The decision between paint and stain on exterior wood is not primarily an aesthetic decision. It is a material decision. Cedar shingle siding should not be painted. It should be stained or left to weather. Clapboard should not be stained. It should be painted. The reasons are rooted in how each material is made, how it moves, and what it is designed to receive.

A semi-transparent oil-based stain on cedar shingle siding produces a surface that reads as wood — the grain and the texture are visible, the color is applied as a tone rather than a coating. The shingles remain individually visible as shingles. Neither a semi-transparent nor a solid-color stain looks like painted siding. Neither is trying to.

Exterior wood stains range from water-thin clear penetrating oils through semi-transparent (light pigment, grain fully visible) to semi-solid (moderate pigment, grain partially visible) to solid (full pigment, grain obscured). For cedar shingle siding, semi-transparent or semi-solid oil-based stain is the correct specification. The middle grades — semi-transparent and semi-solid — are the correct range.

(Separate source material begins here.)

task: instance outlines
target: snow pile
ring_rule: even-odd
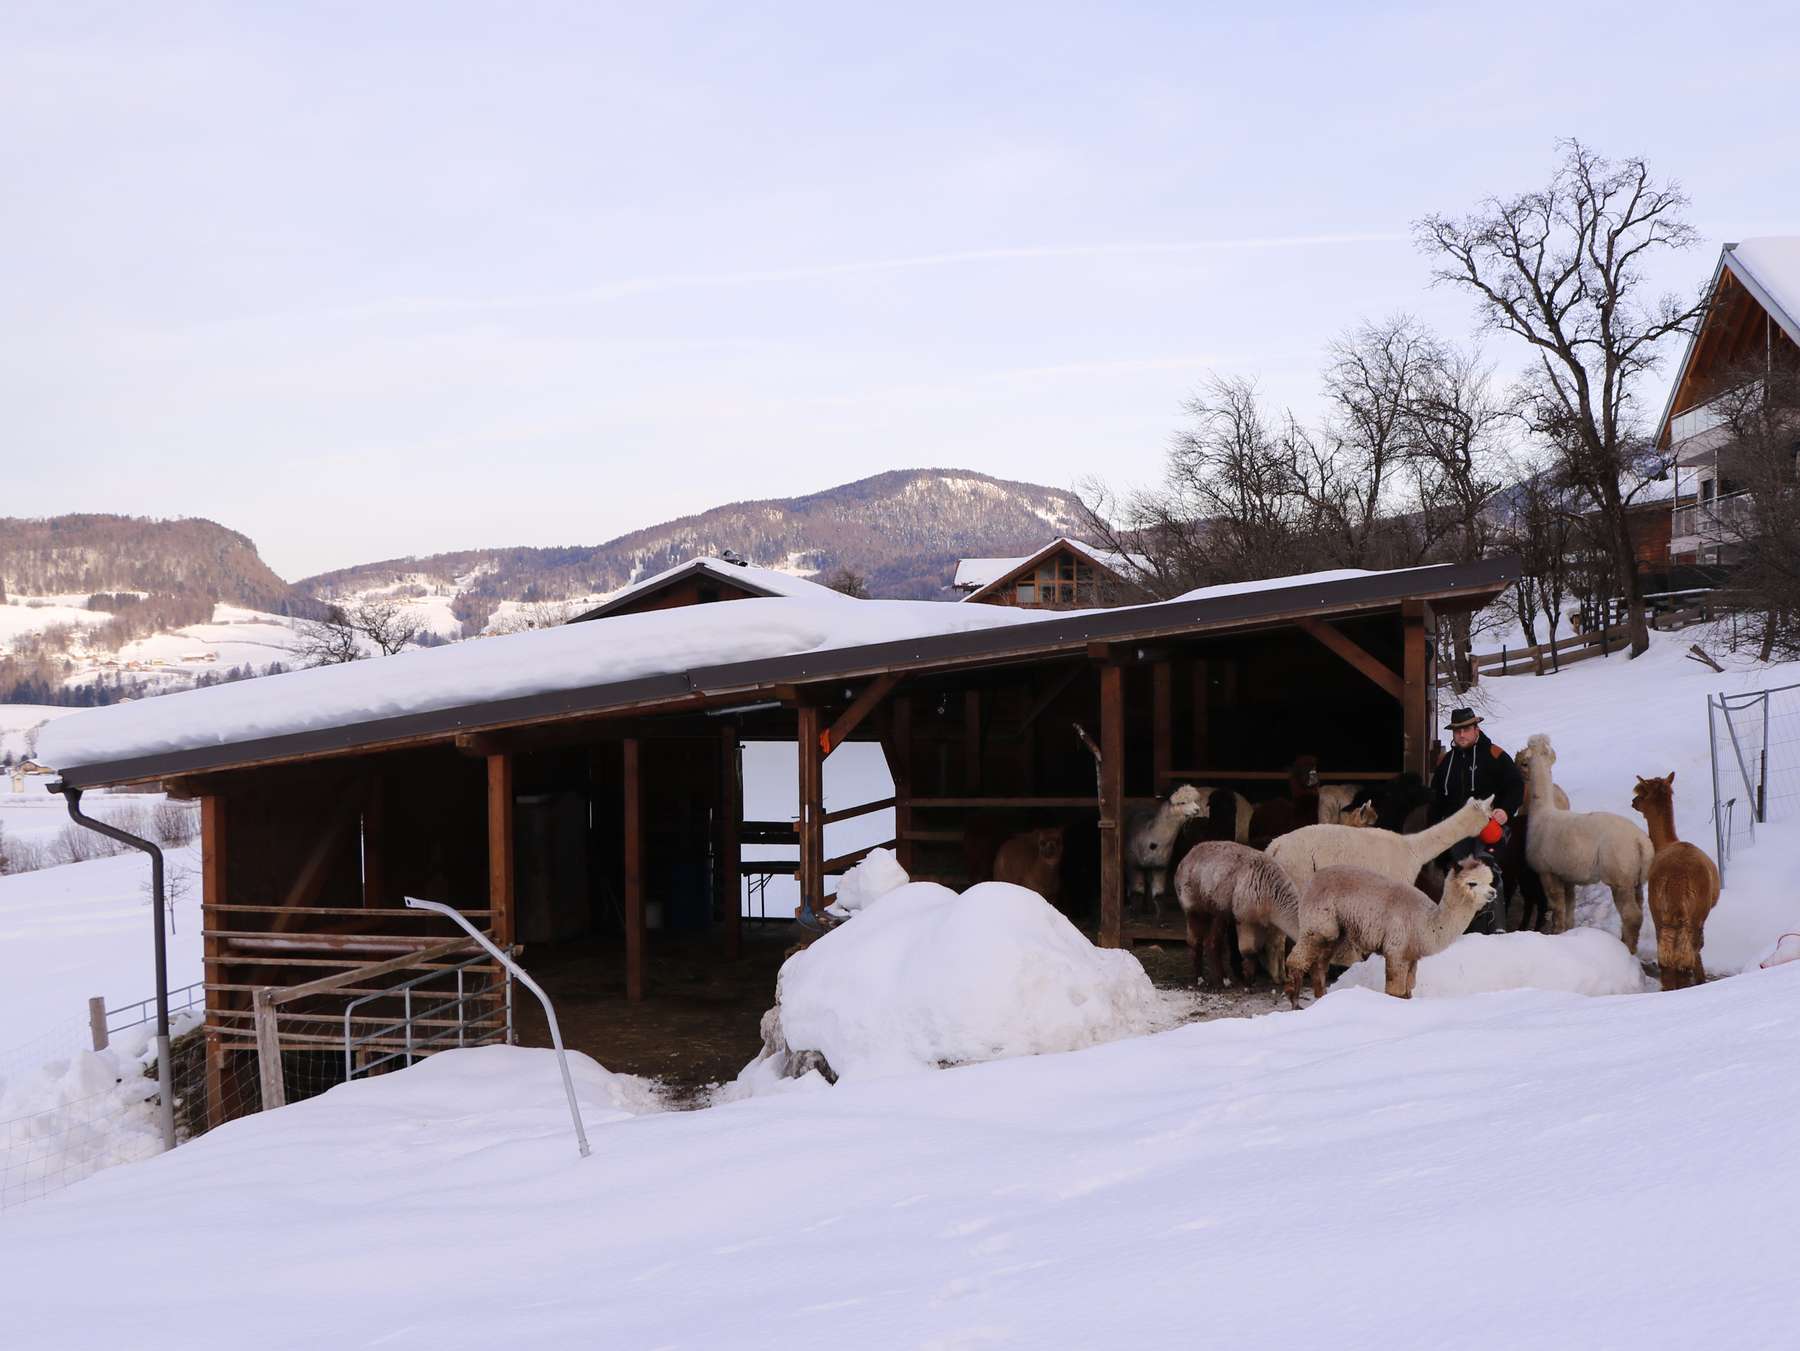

Semi-transparent oil-based stain on cedar shingles penetrates the wood rather than forming a film. It cannot peel. When it fails, it fails by wearing away — fading and losing water repellency — rather than by lifting and peeling the way paint does. Recoating is simpler because there is no failing film to remove.

Paint on cedar shingles traps moisture in the shingle because the paint film is relatively impermeable. Cedar shingles move significantly with moisture content changes, and paint applied over them eventually cracks and peels at the joints between shingles. Stain, which penetrates rather than films, accommodates this movement.

From paint dealers. Specify: oil-based, semi-transparent or semi-solid, for cedar shingle siding. Leading products include Cabot Australian Timber Oil and similar penetrating oil-based stains. Color selection should be guided by the weathered cedar palette — grey-green, silver-grey, or driftwood tones are historically correct for coastal and vernacular New England.

The Old Canaan Standard

Semi-transparent or semi-solid oil-based penetrating stain for cedar shingle siding on traditional New England residential buildings. Apply to shingles before installation for full coverage including hidden faces. Recoat every 3 to 7 years depending on exposure. Do not use latex paint or solid latex stain on cedar shingles. The stain wears. It does not peel.